Dr. Aafia’s sister, Dr. Fauzia, held a press conference today along with Human Rights Activist Iqbal Haider and she urged authorities to presume her sister is innocent and is demanding that the government be required to prove any charges against her “beyond a reasonable doubt.” She appealed to the government of Pakistan, all religious, political parties and human rights organizations to play their active role in bringing her sister back home. At least, they should immediately hand over the children to the family as no law on earth allows that. This is one of the most serious violation of human rights. “I fear a political prosecution to protect the United States from embarrassment, rather than from ‘terrorism,’” Fouzia Siddiqui said. Iqbal Haider severely criticised US and Pakistani Governments and said that they promoting terrorism by doing inhuman acts like this.

I don’t know if Dr. Aafia has done anything illegal or not but the way she has been picked and handed over to US authorities along with three innocent children is a violation of even basic human rights and human dignity. What happened to the moral values, respect for law and Human Rights? If she has done something wrong, she should have been held accountable in the court of law and punished. But why detaining her illegally, along with 3 children, with any charge whatsoever for 5 years?

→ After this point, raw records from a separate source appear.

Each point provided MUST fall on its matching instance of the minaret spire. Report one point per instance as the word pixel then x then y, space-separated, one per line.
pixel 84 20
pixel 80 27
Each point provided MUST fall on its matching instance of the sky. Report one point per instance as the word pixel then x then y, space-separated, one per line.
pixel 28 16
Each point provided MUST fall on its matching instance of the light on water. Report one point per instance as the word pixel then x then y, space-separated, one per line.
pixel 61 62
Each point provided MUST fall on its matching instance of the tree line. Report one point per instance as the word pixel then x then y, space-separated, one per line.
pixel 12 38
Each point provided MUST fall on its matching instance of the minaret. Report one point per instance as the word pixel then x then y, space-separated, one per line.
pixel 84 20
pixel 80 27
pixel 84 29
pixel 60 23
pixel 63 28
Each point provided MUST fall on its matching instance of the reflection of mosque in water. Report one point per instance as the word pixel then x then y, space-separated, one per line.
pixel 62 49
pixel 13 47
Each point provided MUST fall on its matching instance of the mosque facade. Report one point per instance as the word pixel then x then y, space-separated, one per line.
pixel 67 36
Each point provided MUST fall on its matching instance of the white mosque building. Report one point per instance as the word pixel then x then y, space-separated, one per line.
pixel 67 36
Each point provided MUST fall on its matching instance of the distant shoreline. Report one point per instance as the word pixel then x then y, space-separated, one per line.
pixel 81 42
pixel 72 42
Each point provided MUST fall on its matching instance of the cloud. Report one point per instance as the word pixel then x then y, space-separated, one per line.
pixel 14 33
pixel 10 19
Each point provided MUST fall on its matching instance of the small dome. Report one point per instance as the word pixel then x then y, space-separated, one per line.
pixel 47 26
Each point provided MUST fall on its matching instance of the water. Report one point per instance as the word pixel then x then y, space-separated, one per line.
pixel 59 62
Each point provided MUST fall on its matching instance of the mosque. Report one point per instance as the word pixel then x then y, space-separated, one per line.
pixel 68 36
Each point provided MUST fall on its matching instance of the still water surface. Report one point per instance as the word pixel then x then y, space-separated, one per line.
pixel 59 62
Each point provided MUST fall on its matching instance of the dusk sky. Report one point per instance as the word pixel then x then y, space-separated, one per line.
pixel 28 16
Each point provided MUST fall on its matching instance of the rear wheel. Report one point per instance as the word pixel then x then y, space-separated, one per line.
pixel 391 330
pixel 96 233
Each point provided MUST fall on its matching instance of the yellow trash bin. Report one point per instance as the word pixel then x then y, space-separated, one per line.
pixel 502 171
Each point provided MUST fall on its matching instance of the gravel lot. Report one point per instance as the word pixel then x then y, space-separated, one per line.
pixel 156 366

It should not be forgotten that the missing persons case was a turning point in recent Pakistan politics where Pervez Musharraf had a severe falling out with the then CJP Iftikhar Chaudhry who was investigating this case. After much public agitation on the issue, the Chief Justice ordered that EVERYONE to be produced in court and then charged so that a free and fair trial could be held. Something which couldn’t be done at that time as many of the missing were already handed over to US authorities secretly.

Dr. Aafia’s case reminds us that how important the rule of law and justice is if we are to survive as a nation. Pakistan should immediately demand US Government to release 3 innocent children picked up with Dr. Aafia and hand them over to her family. Whatever the allegations on her may be, there is no justification whatsoever for kidnapping and detaining three innocent children and keeping them away from their family for 5 years.

Additional information about Dr. Aafia can be found here, here, here and here. For more info about Missing in Pakistan, watch these 3-part video by Ziad Zafar.

176 Comments on “Dr. Aafia Siddiqui: A ‘Missing Person’ With A Name”

  1. ahsan says:
    August 9th, 2008 5:07 am

    I totaly agree with Dr.Shahid. She should be dealt with as any other terrorist suspect. If the charges are proven, she should be punished. God did give her the oppurtunity to study at the very best instutions in America and this is what she had to offer in return….working for the murderous Al-Qaeda. Americans must be really “stupid” to single out and hunt without any reason for a “woman” amongst so many other muslim americans. As for her children, we all feel sorry and pray for their safety and also pray that they find better role models than their mother who alone is to be blamed for their ordeal.